As with every Christmas season, the word “wonder” is used a lot. Kathie Lee Gifford sings, “It’s the most wonderful time of the year,” and countless cards use the word to describe everything from sleigh bells to scenes of little churches set in the middle of snowy villages. All these “wonders” can cause us to overlook the real wonder of Christmas. Think about this – we Christians actually claim (and hopefully believe) that the God of all creation (infinite space, innumerable galaxies, protons, electrons, quarks, and on and on beyond all comprehension) became an individual human and lived as one of us. The ultimate Being took the form of a dependent infant! When we really think about this, that is truly a wonder.
I believe this incredible reality is what the Apostle John was emphasizing when he wrote in 1 John 1:1, “...what we have heard, what we have seen with our eyes, what we have looked at and touched with our hands, concerning the Word of life....” Only the Christian faith dares to make such an astounding claim, yet we who name ourselves as believers in this faith sometimes take it for granted, and we exchange the amazing mystery of Christmas for a ho-hum attitude or a saccharine sweet idea of a quiet, clean baby in a sanitized manger filled with fragrant well-behaved animals. No, the pure holy God of all becomes totally involved in the messiness of living a real human life – completely and totally!

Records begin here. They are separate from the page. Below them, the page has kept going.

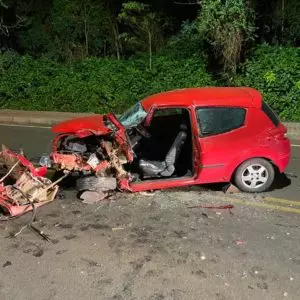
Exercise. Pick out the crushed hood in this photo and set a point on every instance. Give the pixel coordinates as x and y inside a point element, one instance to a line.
<point>94,123</point>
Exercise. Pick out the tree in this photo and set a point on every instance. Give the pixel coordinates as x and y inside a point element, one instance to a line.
<point>226,25</point>
<point>145,26</point>
<point>7,26</point>
<point>82,28</point>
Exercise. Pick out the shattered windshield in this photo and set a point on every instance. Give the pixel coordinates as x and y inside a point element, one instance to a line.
<point>133,116</point>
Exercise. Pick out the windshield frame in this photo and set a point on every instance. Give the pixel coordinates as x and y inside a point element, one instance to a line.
<point>133,116</point>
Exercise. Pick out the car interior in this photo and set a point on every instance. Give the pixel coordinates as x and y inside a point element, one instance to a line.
<point>164,148</point>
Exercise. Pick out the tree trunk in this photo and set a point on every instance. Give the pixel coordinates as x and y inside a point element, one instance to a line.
<point>117,41</point>
<point>282,17</point>
<point>86,33</point>
<point>150,49</point>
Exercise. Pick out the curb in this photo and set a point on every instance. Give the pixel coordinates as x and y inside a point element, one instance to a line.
<point>43,118</point>
<point>49,118</point>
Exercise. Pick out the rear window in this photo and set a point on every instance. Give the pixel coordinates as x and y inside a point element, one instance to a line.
<point>270,113</point>
<point>217,120</point>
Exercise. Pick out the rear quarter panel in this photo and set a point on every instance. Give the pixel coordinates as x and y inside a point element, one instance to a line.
<point>222,154</point>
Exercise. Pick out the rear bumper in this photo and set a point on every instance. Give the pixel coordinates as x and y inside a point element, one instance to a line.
<point>283,162</point>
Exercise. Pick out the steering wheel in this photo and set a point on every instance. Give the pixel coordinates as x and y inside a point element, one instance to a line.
<point>142,131</point>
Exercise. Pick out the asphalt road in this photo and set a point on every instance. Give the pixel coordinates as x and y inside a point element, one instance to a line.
<point>36,141</point>
<point>154,247</point>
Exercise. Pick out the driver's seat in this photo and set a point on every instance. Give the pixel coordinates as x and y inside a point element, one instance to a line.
<point>167,167</point>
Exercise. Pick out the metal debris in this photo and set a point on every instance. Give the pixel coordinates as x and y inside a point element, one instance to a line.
<point>229,206</point>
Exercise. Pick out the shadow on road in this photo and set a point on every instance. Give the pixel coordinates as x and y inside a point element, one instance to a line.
<point>281,181</point>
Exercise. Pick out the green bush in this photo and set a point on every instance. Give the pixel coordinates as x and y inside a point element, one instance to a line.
<point>93,84</point>
<point>275,71</point>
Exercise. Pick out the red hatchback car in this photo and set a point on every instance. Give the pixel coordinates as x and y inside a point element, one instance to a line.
<point>180,138</point>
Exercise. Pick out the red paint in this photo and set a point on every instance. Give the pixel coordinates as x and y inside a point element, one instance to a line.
<point>25,162</point>
<point>94,123</point>
<point>13,208</point>
<point>215,158</point>
<point>245,97</point>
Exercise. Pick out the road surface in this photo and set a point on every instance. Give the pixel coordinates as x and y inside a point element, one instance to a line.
<point>154,247</point>
<point>36,141</point>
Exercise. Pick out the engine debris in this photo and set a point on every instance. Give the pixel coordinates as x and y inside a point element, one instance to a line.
<point>23,187</point>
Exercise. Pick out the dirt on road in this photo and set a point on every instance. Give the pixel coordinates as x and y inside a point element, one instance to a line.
<point>152,247</point>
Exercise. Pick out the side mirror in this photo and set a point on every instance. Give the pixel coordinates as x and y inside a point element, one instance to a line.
<point>148,118</point>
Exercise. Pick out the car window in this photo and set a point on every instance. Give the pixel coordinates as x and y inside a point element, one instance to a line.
<point>270,114</point>
<point>167,112</point>
<point>216,120</point>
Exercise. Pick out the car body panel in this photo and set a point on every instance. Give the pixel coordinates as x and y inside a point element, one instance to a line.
<point>93,123</point>
<point>216,157</point>
<point>210,96</point>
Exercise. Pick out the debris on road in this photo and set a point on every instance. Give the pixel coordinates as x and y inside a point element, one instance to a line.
<point>92,197</point>
<point>23,186</point>
<point>6,264</point>
<point>230,189</point>
<point>240,242</point>
<point>229,206</point>
<point>95,189</point>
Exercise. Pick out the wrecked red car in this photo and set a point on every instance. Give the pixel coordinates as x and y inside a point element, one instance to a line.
<point>178,138</point>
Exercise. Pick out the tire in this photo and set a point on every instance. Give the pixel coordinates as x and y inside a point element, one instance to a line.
<point>254,175</point>
<point>93,183</point>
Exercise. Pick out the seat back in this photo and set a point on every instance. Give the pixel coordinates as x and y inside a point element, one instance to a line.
<point>176,147</point>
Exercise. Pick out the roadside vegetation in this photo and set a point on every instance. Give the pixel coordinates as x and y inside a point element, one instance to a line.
<point>97,56</point>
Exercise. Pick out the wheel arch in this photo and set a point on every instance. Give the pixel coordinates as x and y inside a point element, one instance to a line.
<point>270,160</point>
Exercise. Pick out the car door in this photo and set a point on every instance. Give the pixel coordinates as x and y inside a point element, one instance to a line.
<point>222,136</point>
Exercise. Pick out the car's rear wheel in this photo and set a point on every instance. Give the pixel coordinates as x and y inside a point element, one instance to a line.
<point>254,176</point>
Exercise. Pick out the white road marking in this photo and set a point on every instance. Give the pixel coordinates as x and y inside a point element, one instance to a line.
<point>26,126</point>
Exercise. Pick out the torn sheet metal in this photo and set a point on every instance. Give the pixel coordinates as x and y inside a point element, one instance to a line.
<point>23,185</point>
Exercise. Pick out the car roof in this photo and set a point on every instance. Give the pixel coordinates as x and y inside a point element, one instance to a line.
<point>207,96</point>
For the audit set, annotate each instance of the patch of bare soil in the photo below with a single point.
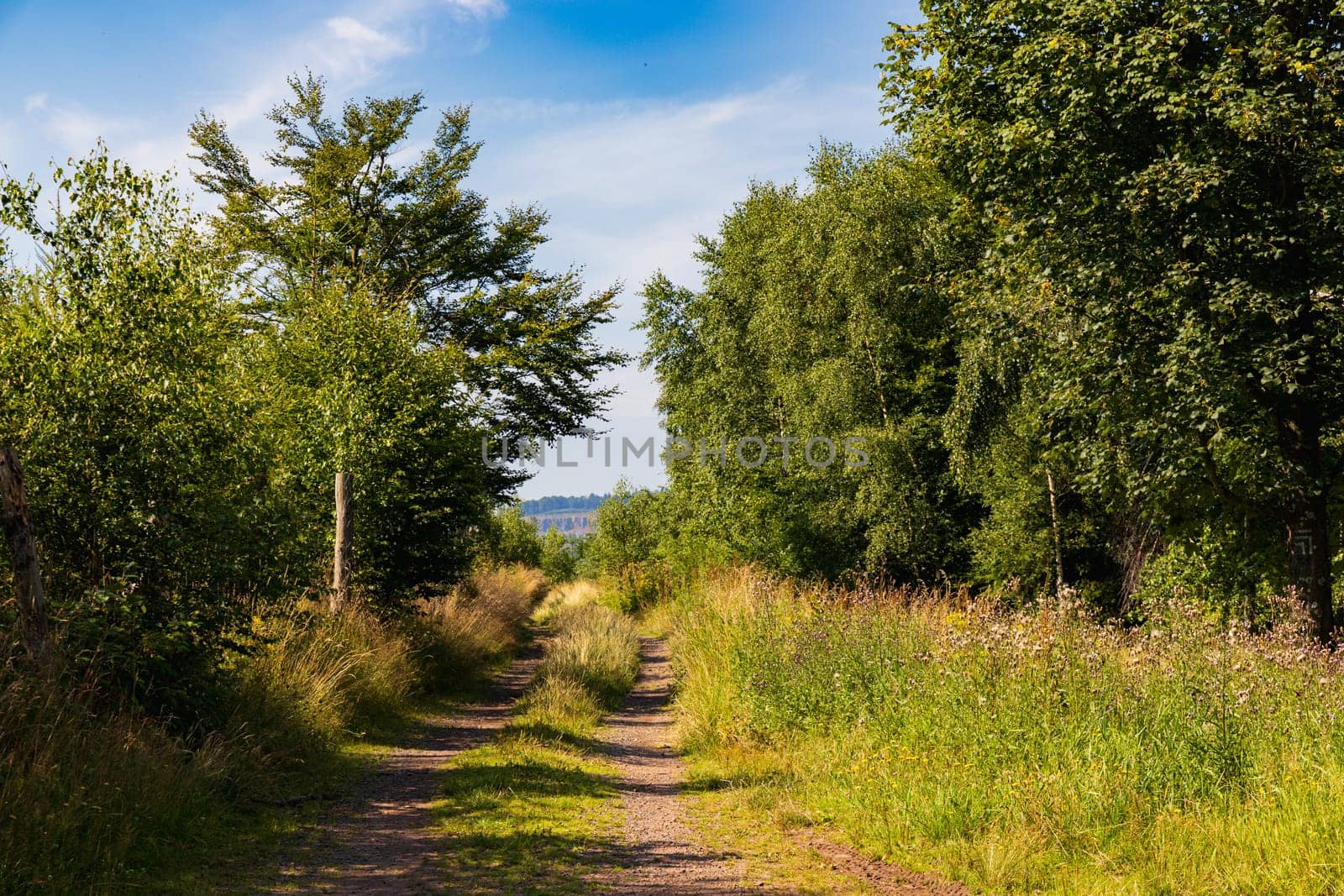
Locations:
(663, 855)
(382, 839)
(879, 876)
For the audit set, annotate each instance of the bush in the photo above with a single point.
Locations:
(1012, 748)
(94, 797)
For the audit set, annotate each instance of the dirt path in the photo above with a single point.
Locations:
(663, 855)
(381, 839)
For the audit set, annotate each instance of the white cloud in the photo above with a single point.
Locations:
(631, 184)
(479, 8)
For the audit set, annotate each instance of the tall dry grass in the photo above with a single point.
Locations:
(97, 799)
(1025, 752)
(591, 661)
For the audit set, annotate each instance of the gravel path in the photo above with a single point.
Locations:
(664, 856)
(381, 839)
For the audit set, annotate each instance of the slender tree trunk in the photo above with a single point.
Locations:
(27, 577)
(1059, 543)
(344, 537)
(1307, 537)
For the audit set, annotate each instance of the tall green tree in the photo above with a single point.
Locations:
(824, 313)
(121, 394)
(1175, 174)
(343, 214)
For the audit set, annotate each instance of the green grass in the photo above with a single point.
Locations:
(101, 799)
(1021, 752)
(534, 812)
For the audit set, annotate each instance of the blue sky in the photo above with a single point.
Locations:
(636, 125)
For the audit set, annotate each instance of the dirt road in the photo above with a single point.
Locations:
(381, 840)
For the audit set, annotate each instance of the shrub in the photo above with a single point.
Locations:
(1012, 748)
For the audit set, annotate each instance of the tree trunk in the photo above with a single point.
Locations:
(1307, 530)
(1059, 542)
(340, 566)
(27, 577)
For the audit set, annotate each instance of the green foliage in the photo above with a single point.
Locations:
(515, 539)
(96, 799)
(559, 557)
(346, 217)
(1012, 748)
(826, 313)
(121, 360)
(1163, 187)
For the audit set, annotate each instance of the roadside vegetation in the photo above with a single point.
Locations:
(181, 394)
(100, 799)
(534, 812)
(1021, 750)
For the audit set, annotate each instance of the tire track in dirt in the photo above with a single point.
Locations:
(664, 856)
(381, 839)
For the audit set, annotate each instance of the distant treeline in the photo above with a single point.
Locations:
(561, 503)
(1086, 311)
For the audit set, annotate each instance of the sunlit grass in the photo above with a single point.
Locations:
(1025, 752)
(535, 812)
(96, 799)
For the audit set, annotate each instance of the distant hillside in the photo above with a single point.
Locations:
(554, 503)
(569, 515)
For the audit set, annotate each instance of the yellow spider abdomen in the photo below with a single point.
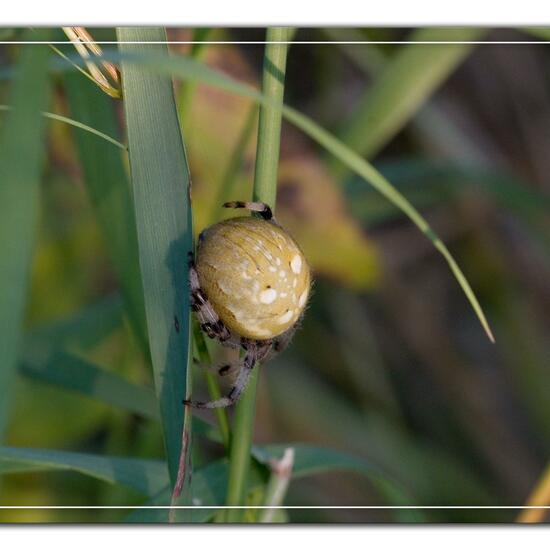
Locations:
(254, 275)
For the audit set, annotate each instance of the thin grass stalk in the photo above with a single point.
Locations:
(265, 189)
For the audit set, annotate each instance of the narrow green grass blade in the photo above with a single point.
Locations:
(265, 190)
(406, 82)
(161, 186)
(187, 68)
(22, 145)
(109, 190)
(145, 476)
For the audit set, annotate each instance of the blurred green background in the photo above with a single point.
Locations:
(390, 363)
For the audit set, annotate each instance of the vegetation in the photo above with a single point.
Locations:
(392, 393)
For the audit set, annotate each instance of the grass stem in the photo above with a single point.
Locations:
(265, 189)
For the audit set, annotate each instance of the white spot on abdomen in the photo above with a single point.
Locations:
(296, 264)
(285, 317)
(268, 296)
(303, 298)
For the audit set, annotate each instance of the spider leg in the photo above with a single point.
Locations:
(281, 342)
(254, 353)
(209, 320)
(263, 209)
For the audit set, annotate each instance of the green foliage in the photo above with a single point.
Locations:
(23, 131)
(392, 397)
(160, 183)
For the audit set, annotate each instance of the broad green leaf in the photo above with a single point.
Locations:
(107, 184)
(70, 372)
(83, 329)
(161, 189)
(146, 476)
(22, 145)
(407, 81)
(75, 124)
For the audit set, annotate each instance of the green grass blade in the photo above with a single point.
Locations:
(161, 185)
(83, 329)
(22, 145)
(75, 124)
(187, 68)
(265, 190)
(145, 476)
(310, 460)
(109, 190)
(407, 81)
(68, 371)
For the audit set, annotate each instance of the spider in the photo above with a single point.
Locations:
(249, 289)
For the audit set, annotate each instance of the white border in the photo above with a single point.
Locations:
(243, 13)
(291, 507)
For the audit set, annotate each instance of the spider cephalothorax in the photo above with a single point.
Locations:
(249, 288)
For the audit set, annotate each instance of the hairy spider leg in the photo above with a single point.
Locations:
(256, 352)
(209, 320)
(263, 209)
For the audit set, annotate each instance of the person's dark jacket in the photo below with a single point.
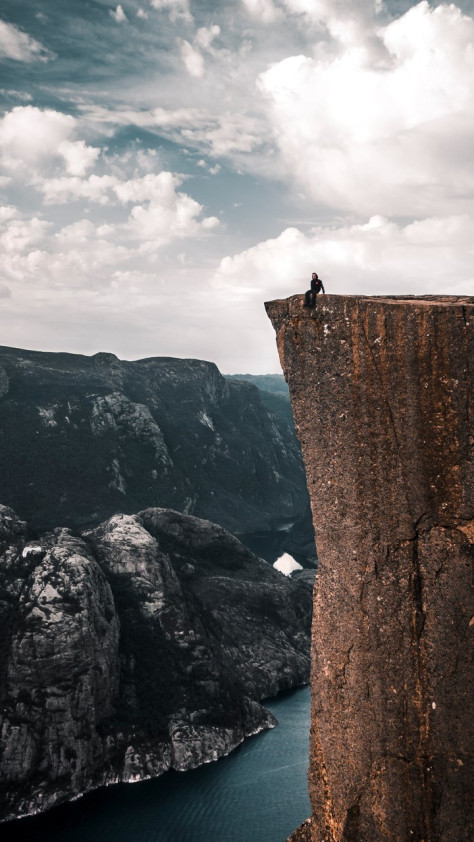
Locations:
(317, 285)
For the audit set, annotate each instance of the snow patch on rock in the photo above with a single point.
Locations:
(286, 564)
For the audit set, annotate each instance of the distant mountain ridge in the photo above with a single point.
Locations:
(85, 437)
(144, 644)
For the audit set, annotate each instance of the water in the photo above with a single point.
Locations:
(259, 792)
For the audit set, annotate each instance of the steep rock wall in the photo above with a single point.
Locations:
(382, 393)
(142, 645)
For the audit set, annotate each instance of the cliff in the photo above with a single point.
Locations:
(106, 435)
(142, 645)
(381, 391)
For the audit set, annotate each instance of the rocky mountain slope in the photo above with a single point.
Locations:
(105, 435)
(382, 395)
(142, 645)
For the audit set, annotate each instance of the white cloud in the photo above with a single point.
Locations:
(394, 138)
(192, 58)
(177, 8)
(77, 156)
(18, 45)
(118, 14)
(432, 255)
(95, 188)
(206, 35)
(262, 10)
(30, 136)
(161, 214)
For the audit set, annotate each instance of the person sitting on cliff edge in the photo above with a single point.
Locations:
(310, 294)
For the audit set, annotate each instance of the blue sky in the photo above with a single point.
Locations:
(169, 165)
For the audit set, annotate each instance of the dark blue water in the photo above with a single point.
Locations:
(259, 792)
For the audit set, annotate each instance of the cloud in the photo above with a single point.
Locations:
(262, 10)
(160, 213)
(432, 255)
(18, 45)
(393, 137)
(206, 35)
(31, 137)
(118, 14)
(177, 8)
(192, 58)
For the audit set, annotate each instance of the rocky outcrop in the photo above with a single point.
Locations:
(140, 646)
(106, 436)
(382, 392)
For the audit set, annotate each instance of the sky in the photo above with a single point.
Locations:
(166, 166)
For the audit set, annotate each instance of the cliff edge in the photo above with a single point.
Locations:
(382, 396)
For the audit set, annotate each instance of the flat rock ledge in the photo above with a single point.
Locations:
(382, 393)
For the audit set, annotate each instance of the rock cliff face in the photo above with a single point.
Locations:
(382, 395)
(105, 436)
(142, 645)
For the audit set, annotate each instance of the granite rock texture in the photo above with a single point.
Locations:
(107, 435)
(142, 645)
(382, 396)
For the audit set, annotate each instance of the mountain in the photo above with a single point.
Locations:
(141, 645)
(86, 437)
(382, 394)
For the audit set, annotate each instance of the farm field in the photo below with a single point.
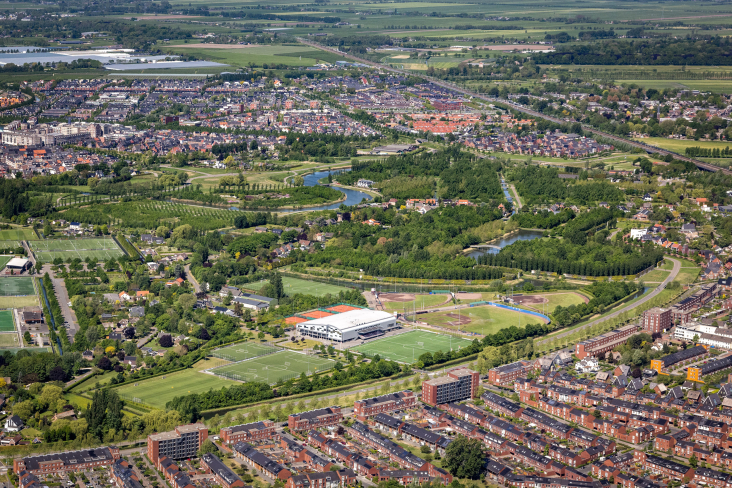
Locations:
(18, 301)
(407, 347)
(8, 340)
(6, 321)
(18, 234)
(680, 145)
(484, 319)
(297, 285)
(244, 350)
(16, 286)
(157, 391)
(397, 302)
(97, 248)
(275, 367)
(258, 55)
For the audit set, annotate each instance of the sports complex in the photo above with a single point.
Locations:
(99, 249)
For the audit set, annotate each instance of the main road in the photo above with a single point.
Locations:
(520, 108)
(627, 308)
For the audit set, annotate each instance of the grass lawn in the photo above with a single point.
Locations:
(407, 347)
(157, 391)
(9, 340)
(243, 350)
(420, 301)
(275, 367)
(297, 285)
(483, 319)
(299, 345)
(18, 234)
(11, 287)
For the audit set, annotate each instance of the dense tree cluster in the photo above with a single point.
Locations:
(604, 294)
(565, 257)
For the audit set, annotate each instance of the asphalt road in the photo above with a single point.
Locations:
(629, 307)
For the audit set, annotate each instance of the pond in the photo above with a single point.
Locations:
(353, 197)
(521, 235)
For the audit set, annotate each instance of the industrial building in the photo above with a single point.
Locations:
(348, 326)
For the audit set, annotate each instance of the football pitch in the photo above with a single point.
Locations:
(274, 367)
(6, 321)
(296, 285)
(21, 286)
(245, 350)
(96, 248)
(158, 391)
(407, 347)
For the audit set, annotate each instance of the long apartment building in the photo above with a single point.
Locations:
(223, 475)
(682, 356)
(314, 419)
(383, 404)
(508, 373)
(182, 442)
(256, 431)
(64, 462)
(605, 342)
(459, 384)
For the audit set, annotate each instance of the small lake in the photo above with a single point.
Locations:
(353, 197)
(521, 235)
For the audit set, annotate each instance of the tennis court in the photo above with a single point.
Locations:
(20, 286)
(270, 369)
(6, 321)
(18, 234)
(244, 350)
(96, 248)
(407, 347)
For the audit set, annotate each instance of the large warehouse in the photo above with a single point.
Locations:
(347, 326)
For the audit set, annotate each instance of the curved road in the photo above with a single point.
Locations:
(520, 108)
(627, 308)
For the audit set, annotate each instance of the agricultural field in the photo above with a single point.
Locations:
(680, 145)
(244, 55)
(147, 214)
(20, 286)
(244, 350)
(297, 285)
(100, 249)
(398, 302)
(407, 347)
(481, 319)
(157, 391)
(272, 368)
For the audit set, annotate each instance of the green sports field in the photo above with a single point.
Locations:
(97, 248)
(157, 391)
(275, 367)
(21, 286)
(18, 234)
(245, 350)
(296, 285)
(6, 321)
(407, 347)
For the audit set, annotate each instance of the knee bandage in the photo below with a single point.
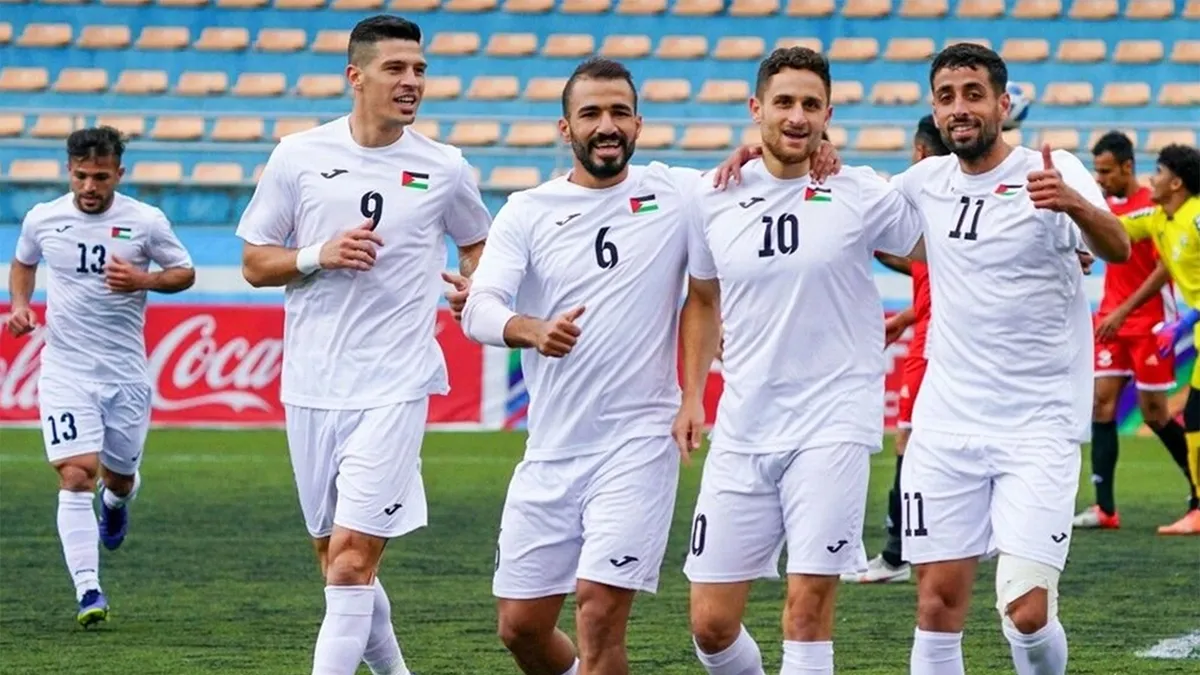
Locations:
(1019, 575)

This truth should overwhelm our hearts and minds as we consider God’s amazing love for us, that the God who is totally beyond anything we can possibly imagine becomes a person who we can relate to, who gives himself for us in his death on a cross, and who is risen from the grave. As we turn the page to a new year in 2020, this is what we celebrate, this is what gives us strength, and this is what gives us hope. Indeed, this is the wonder of Christmas!